El ejército del Emperador estaba formado por unos 13.000 hombres y el ejército franco-veneciano contaba con 21.000 hombres, entre los que se encontraban los famosos cuadros de piqueros suizos, verdaderas fuerzas de élite de la época, que estaban a las órdenes del monarca francés como mercenarios, y las Bandas Negras de Giovanni Médici, consideradas uno de los mejores ejércitos mercenarios de toda Italia. Tomas Foíx, el Señor de Lescun, también añade sus hombres a la causa francesa, unos 4.000 soldados de infantería y caballería.

Tras varios movimientos en torno a Milán sin que se plante batalla por parte de ambos contendientes, los mercenarios suizos, que no cobraban paga desde su llegada y saben que si pelean cobraran una paga extra, presionan a Lescun para que ataque definitivamente a los españoles, amenazando con retirarse si no se combate.
El 27 de abril de 1522, los ejércitos francés y español se encontraron en la pequeña localidad de Bicoca, al oeste de Milán, y Lescun se ve obligado a plantar batalla.

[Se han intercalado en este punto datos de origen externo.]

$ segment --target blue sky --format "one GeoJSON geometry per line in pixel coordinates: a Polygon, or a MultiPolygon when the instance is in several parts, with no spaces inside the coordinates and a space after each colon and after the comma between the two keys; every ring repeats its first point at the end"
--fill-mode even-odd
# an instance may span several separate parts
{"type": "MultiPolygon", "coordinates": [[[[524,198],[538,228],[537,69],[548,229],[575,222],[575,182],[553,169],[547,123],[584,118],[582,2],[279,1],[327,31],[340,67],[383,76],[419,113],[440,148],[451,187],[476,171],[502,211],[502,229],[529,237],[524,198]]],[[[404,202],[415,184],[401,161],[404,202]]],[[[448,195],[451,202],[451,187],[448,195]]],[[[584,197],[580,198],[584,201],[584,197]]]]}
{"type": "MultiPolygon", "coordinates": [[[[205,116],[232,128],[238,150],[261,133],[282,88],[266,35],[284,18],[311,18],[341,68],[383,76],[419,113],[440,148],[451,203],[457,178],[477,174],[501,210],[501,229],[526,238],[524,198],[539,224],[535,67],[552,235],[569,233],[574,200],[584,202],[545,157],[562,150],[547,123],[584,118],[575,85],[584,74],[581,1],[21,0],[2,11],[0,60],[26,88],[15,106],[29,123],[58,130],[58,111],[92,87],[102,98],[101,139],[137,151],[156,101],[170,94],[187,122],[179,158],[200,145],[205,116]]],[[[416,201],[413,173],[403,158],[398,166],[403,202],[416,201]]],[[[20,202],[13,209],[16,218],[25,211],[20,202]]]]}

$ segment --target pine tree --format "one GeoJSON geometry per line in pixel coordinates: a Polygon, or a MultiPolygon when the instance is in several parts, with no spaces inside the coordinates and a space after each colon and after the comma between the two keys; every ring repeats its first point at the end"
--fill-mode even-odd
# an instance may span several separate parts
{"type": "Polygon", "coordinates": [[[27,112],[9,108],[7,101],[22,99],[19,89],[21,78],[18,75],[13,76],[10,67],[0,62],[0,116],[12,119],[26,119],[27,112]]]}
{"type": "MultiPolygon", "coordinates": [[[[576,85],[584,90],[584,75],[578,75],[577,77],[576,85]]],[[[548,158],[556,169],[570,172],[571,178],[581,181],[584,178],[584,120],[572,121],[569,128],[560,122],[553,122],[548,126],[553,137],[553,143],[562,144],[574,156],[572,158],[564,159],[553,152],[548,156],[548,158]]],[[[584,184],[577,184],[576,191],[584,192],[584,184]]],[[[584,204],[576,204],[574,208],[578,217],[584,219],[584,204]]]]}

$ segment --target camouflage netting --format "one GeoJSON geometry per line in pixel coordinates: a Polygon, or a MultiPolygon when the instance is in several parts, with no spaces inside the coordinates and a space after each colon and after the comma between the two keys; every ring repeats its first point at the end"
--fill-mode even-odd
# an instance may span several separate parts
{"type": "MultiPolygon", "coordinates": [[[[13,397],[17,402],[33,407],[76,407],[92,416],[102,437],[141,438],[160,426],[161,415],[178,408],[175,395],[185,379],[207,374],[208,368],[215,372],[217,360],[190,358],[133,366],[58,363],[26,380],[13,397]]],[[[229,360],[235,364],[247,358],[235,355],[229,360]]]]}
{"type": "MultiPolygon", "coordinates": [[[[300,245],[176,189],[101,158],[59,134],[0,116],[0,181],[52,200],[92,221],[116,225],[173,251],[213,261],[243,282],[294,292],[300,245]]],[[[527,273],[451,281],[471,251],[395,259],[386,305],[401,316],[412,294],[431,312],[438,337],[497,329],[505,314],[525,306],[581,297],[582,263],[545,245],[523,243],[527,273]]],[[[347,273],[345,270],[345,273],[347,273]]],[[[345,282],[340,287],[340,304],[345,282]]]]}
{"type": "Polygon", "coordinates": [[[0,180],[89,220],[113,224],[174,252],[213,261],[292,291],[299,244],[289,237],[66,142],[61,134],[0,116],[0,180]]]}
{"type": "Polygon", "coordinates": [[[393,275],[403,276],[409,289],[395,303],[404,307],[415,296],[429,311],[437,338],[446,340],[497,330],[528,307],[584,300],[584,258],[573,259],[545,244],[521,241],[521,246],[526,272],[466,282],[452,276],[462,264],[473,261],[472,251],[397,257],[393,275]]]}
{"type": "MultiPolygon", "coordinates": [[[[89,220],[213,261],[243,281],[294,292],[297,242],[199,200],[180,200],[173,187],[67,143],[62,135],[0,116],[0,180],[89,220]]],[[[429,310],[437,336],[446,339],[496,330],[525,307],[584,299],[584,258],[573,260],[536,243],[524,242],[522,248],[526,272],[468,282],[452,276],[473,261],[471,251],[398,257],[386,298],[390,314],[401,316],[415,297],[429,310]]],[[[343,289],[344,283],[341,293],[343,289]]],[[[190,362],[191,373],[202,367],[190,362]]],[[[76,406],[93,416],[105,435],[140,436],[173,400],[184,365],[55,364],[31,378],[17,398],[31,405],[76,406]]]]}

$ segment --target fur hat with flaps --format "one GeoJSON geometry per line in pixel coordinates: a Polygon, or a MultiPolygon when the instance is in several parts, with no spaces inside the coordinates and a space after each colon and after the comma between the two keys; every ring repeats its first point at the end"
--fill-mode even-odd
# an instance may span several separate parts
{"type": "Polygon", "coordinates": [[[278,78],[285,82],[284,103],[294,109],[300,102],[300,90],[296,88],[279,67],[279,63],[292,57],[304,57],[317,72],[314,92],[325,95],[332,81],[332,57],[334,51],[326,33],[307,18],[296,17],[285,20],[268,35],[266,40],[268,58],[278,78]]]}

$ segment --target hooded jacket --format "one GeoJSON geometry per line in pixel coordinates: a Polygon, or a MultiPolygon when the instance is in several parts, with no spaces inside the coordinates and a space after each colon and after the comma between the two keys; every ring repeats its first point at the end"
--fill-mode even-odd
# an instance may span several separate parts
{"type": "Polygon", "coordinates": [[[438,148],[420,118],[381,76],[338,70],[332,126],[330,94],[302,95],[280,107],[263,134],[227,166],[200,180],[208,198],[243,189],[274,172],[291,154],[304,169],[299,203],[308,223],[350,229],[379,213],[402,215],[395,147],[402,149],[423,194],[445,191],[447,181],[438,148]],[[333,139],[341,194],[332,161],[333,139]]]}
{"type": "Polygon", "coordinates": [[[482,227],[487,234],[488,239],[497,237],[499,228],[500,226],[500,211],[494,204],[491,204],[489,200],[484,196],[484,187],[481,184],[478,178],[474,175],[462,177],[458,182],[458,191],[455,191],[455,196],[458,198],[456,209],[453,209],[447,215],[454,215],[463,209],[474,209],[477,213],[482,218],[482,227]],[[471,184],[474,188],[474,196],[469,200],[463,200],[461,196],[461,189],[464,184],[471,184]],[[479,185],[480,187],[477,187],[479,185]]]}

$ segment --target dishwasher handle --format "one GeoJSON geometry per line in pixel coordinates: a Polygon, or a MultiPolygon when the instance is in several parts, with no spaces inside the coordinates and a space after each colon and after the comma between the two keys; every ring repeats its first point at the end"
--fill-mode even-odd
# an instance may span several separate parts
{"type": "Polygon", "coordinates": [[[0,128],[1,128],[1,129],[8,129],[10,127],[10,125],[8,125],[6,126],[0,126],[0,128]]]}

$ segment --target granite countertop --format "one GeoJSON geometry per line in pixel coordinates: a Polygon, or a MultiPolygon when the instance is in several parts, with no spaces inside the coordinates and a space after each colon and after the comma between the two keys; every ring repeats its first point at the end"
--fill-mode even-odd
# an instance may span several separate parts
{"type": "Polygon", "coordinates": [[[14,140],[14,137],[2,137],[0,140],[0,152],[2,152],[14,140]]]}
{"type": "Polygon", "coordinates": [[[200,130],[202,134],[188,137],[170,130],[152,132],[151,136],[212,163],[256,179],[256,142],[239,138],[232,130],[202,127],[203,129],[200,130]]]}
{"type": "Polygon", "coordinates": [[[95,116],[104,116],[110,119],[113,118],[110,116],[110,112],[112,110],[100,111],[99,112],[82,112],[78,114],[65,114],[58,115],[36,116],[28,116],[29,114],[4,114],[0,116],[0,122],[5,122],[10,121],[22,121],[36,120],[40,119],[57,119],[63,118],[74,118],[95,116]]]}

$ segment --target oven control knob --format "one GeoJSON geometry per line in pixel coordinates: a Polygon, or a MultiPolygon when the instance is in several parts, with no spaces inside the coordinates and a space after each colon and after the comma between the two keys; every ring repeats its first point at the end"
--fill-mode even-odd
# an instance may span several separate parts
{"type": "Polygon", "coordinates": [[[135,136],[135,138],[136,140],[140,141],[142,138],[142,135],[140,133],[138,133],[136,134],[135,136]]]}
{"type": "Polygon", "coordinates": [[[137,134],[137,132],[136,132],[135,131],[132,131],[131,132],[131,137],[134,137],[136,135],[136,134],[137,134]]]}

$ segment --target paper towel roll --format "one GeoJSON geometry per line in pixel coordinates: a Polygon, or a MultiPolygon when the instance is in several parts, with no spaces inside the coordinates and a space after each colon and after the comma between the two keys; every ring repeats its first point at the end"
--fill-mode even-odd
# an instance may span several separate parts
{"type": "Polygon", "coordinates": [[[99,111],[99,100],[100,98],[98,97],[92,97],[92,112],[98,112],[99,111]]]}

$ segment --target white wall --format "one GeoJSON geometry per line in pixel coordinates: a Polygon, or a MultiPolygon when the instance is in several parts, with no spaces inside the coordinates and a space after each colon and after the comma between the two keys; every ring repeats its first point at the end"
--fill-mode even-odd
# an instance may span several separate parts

Bicoca era un sitio despejado con una leve pendiente, y el mando español, Prospero Colonna, sabiendo que un ataque frontal contra la infantería suiza sería un desastre, sube a sus hombres en lo alto de la loma y en su cima, unos 4.000 arcabuceros españoles se atrincheran construyendo un muro de tierra frente a la carretera, aprovechando un canal de riego que tenían delante y les hacía de foso para dificultar el paso de la infantería. Tras ellos se sitúan los piqueros, y en la retaguardia unos pocos lansquenetes alemanes.

Confiados en lo que creen será una fácil victoria, 15.000 piqueros suizos al mando de Anne Montmorency, formados en 2 columnas (una capitaneada por Albert Von Steint y la otra por Arnold Winkelried), se despliegan y adoptan su formación con las picas en ristre, avanzando por el campo de batalla para encontrarse con los españoles. Tras ellos marcharía la infantería francesa, y en la retaguardia los venecianos.

Según se van acercando, la pendiente de la loma les hace ir más despacio si quieren mantener la formación. En este momento, 4.000 arcabuceros de las tropas españolas abren fuego contra los soldados suizos. La concentración de fuego de arcabuces y cañones sobre una formación compacta que avanza lentamente es demoledora, las bajas en la formación enemiga son notables y en aumento. Las primeras líneas de piqueros caen sin entablar batalla, apenas un puñado de suizos logró escalar y batirse contra la infantería imperial.
Uno de ellos fue el propio Winkelried, que se topó de frente con el capitán de los lansquenetes, Georg von Frundsberg. Recordándole que en otro tiempo habían combatido juntos, el suizo afirmó:
–“Viejo compañero, ¿te encuentro aquí? ¿Has de morir por mi mano?”
–“¡Por Dios que no ha de ser así!”, respondió el alemán.

En poco tiempo 3.000 piqueros suizos y 22 capitanes (incluidos Albert Von Steint y Arnold Winkelried) yacen muertos en el suelo sin siquiera haber entrado en contacto con el ejército español. Los suizos comienzan a retirarse, cosa inaudita hasta ese momento, y abandonan el campo de batalla, lo que hace que las fuerzas francesas se desmoronen.
Los españoles solo tuvieron una baja debido a la coz de una mula.

Tras la retirada de franceses y venecianos, Carlos I consigue tomar los diferentes enclaves de la zona, entre ellos, es de destacar la conquista de Génova, uno de los más importantes puertos mediterráneos.

La aplastante victoria de los Tercios españoles dio lugar a una popular expresión castellana: una “bicoca” es sinónimo de “cosa fácil o barata”.